3.2 Measuring Variability
  • Goals: Find range, calculate/interpret standard deviation (s or \sigma), find/interpret interquartile range (IQR).

  • Intuition: Distributions with the same center can have different spreads.

  • Range: largest value - smallest value = \text{Range} = \max(xi) - \min(xi).

    • Tells spread between extremes; NOT resistant to outliers.

    • Excel: =MAX(range) - MIN(range).

  • Interquartile Range (IQR): Measure of spread robust to outliers; aligns with median.

    • Quartiles:

    • Q1: median of bottom 50% (25th percentile).

    • Q3: median of top 50% (75th percentile).

    • IQR definition: IQR = Q3 - Q1. Never negative.

    • Excel: Q1 = QUARTILE.INC(range, 1), Q3 = QUARTILE.INC(range, 3); IQR = Q3 - Q1.

    • 5-number summary: (min, Q1, median, Q3, max) often used with IQR.

  • Standard deviation (SD): How much observations differ from their mean, on average.

    • Sample SD: s = \sqrt{\frac{\sum{i=1}^n (xi - \bar{x})^2}{n-1}}.

    • Population SD: \sigma = \sqrt{\frac{\sum{i=1}^n (xi - \mu)^2}{n}}.

    • NOT resistant to outliers (outliers inflate SD).

    • Excel: =STDEV.S(range) (sample), =STDEV.P(range) (population).

  • Choosing variability measure:

    • Symmetric/no outliers: Use standard deviation.

    • Skewed/outliers: Use IQR.

3.3 Boxplots and Outliers
  • 1.5xIQR rule for outliers:

    • Lower cutoff: Q_1 - 1.5\times\text{IQR}.

    • Upper cutoff: Q_3 + 1.5\times\text{IQR}.

    • Observations outside these cutoffs are suspected outliers.

  • Boxplot features: Uses the 5-number summary (min, Q1, median, Q3, max).

    • Box spans from Q1 to Q3; median line inside.

    • Whiskers extend to smallest/largest non-outlier values.

    • Outliers marked with an asterisk or dot.

    • Conveys center (median) and spread (IQR, whiskers); does not show sample size.

  • Construction steps:

    1. Find 5-number summary.

    2. Draw scaled horizontal axis.

    3. Draw box Q1-Q3.

    4. Draw median line in box.

    5. Extend whiskers to non-outlier data; mark outliers.

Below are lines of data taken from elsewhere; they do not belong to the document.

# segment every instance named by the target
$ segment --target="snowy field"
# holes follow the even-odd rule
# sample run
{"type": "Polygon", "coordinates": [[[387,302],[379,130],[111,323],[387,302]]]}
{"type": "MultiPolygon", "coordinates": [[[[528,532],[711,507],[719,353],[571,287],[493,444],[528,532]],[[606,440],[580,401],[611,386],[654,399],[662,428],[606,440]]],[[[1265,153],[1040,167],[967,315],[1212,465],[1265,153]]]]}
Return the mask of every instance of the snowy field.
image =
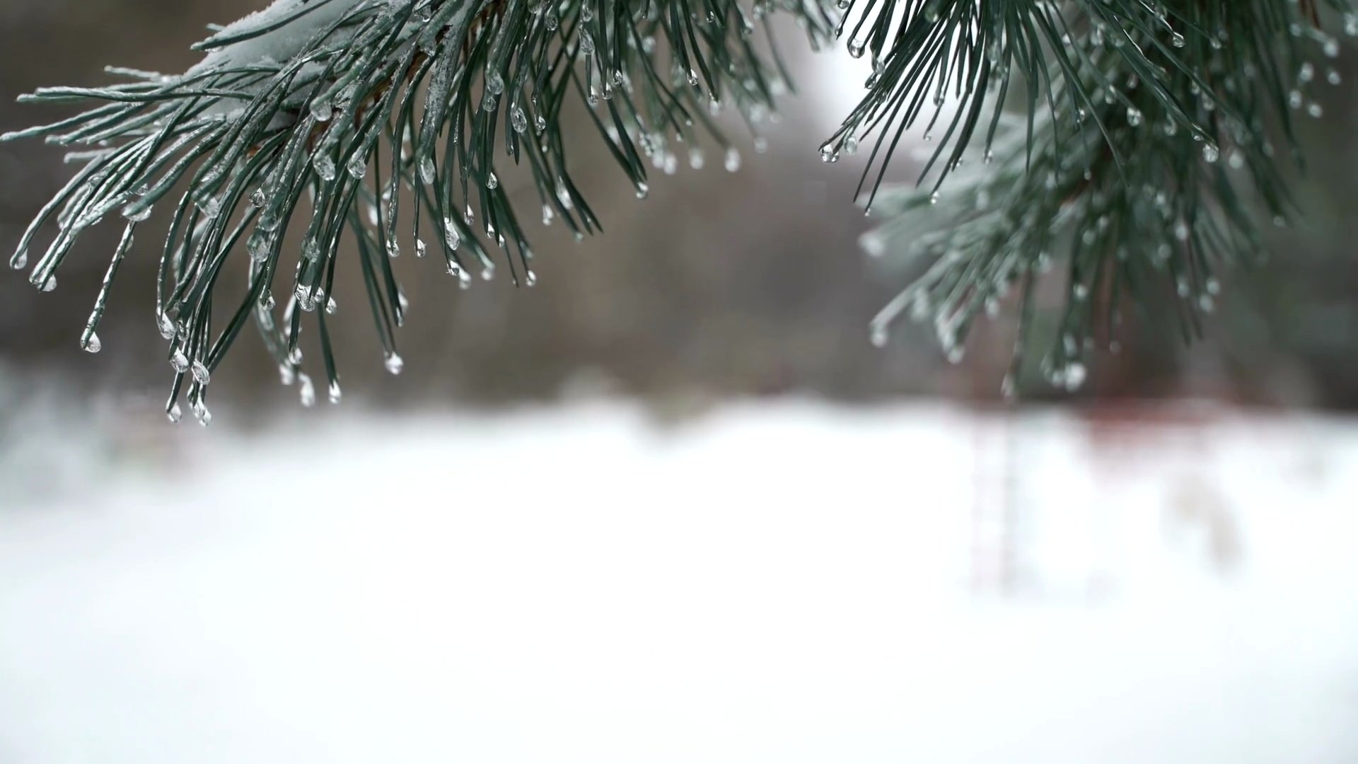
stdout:
{"type": "Polygon", "coordinates": [[[1351,420],[223,419],[8,457],[0,763],[1358,761],[1351,420]]]}

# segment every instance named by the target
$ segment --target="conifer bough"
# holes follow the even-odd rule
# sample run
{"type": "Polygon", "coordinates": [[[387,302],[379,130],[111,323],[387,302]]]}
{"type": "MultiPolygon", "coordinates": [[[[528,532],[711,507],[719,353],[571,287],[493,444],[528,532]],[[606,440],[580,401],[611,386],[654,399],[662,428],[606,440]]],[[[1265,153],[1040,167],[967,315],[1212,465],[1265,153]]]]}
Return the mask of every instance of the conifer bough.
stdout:
{"type": "Polygon", "coordinates": [[[96,105],[3,136],[88,147],[68,155],[80,170],[11,264],[50,290],[79,234],[122,218],[80,337],[98,352],[133,234],[164,208],[155,322],[174,368],[170,417],[183,398],[210,420],[212,370],[247,321],[310,404],[297,343],[314,317],[338,400],[326,315],[349,258],[341,239],[356,245],[345,266],[360,269],[399,372],[406,305],[391,258],[432,251],[462,287],[498,268],[531,285],[521,209],[497,175],[515,169],[545,224],[599,230],[568,163],[587,139],[568,144],[561,129],[579,102],[638,197],[648,163],[674,171],[686,152],[701,166],[703,144],[737,169],[714,117],[731,107],[756,126],[789,88],[774,15],[793,16],[812,48],[843,41],[872,57],[862,102],[820,152],[870,147],[860,193],[889,220],[864,249],[923,262],[873,321],[873,341],[910,313],[959,356],[972,319],[1017,288],[1017,368],[1033,283],[1061,262],[1062,332],[1042,366],[1069,387],[1124,298],[1171,302],[1195,332],[1215,271],[1260,254],[1255,207],[1279,223],[1293,213],[1279,167],[1279,152],[1300,163],[1293,114],[1319,116],[1312,88],[1339,82],[1325,27],[1358,33],[1348,0],[277,0],[215,27],[183,75],[110,68],[129,82],[23,97],[96,105]],[[884,188],[911,128],[936,139],[922,188],[884,188]],[[50,219],[54,241],[30,258],[50,219]],[[228,266],[246,269],[244,294],[217,287],[228,266]]]}

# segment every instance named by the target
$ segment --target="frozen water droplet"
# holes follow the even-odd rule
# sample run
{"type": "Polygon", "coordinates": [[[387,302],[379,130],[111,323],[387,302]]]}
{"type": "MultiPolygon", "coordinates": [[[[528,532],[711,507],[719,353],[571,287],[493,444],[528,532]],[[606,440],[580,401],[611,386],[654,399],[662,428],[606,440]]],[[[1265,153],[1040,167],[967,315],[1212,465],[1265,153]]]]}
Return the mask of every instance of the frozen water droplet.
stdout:
{"type": "Polygon", "coordinates": [[[462,245],[462,234],[458,232],[458,224],[452,222],[452,218],[443,219],[443,235],[448,239],[449,250],[456,250],[462,245]]]}
{"type": "Polygon", "coordinates": [[[202,398],[193,401],[193,416],[198,417],[198,424],[204,427],[212,424],[212,412],[208,411],[208,404],[202,402],[202,398]]]}
{"type": "Polygon", "coordinates": [[[311,160],[311,166],[316,170],[316,175],[322,181],[330,182],[335,179],[335,160],[330,158],[329,154],[318,154],[315,159],[311,160]]]}
{"type": "Polygon", "coordinates": [[[349,163],[345,164],[345,170],[349,171],[350,177],[361,181],[363,177],[368,174],[368,158],[363,154],[354,154],[349,158],[349,163]]]}
{"type": "Polygon", "coordinates": [[[217,201],[217,197],[209,196],[198,198],[196,200],[196,204],[198,205],[198,211],[202,212],[202,216],[208,220],[221,215],[221,203],[217,201]]]}
{"type": "Polygon", "coordinates": [[[887,332],[887,328],[884,325],[873,324],[870,340],[875,348],[884,348],[887,347],[887,343],[891,340],[891,334],[887,332]]]}
{"type": "Polygon", "coordinates": [[[250,260],[255,262],[269,260],[270,249],[269,235],[262,231],[255,231],[250,234],[249,239],[246,239],[246,250],[250,251],[250,260]]]}

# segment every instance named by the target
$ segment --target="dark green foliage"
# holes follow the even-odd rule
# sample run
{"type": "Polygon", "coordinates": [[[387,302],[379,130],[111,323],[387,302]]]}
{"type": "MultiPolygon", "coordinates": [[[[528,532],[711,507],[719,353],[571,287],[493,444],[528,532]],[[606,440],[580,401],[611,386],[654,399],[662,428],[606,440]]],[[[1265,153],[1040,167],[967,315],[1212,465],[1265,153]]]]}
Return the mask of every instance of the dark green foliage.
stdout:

    6. Label axis/caption.

3.4 Measuring Location in a Distribution
  • Percentiles (and percent rank):

    • Definition: Percentage of data values less than a given value x.

    • Example: 5 of 50 data values below x = 5/50 = 10\% (10th percentile).

    • Usually reported as whole numbers; round down.

  • Z-scores (standardized scores):

    • Definition: How many standard deviations an observation is from the mean.

    • Population: Z = \frac{x - \mu}{\sigma}.

    • Sample: z = \frac{x - \bar{x}}{s}.

    • Positive z-score = above mean; negative = below mean. Unitless.

    • Excel: =STANDARDIZE(value, mean, standard_deviation).

  • Comparing locations across distributions:

    • Percentiles: Rank-based, robust to distribution shape.

    • Z-scores: Relative to mean/spread, requires μ and σ.

    • Example: Jordan's height z-score of 1.0 vs Zayne's 0.50 means Jordan is relatively taller for her age/sex group.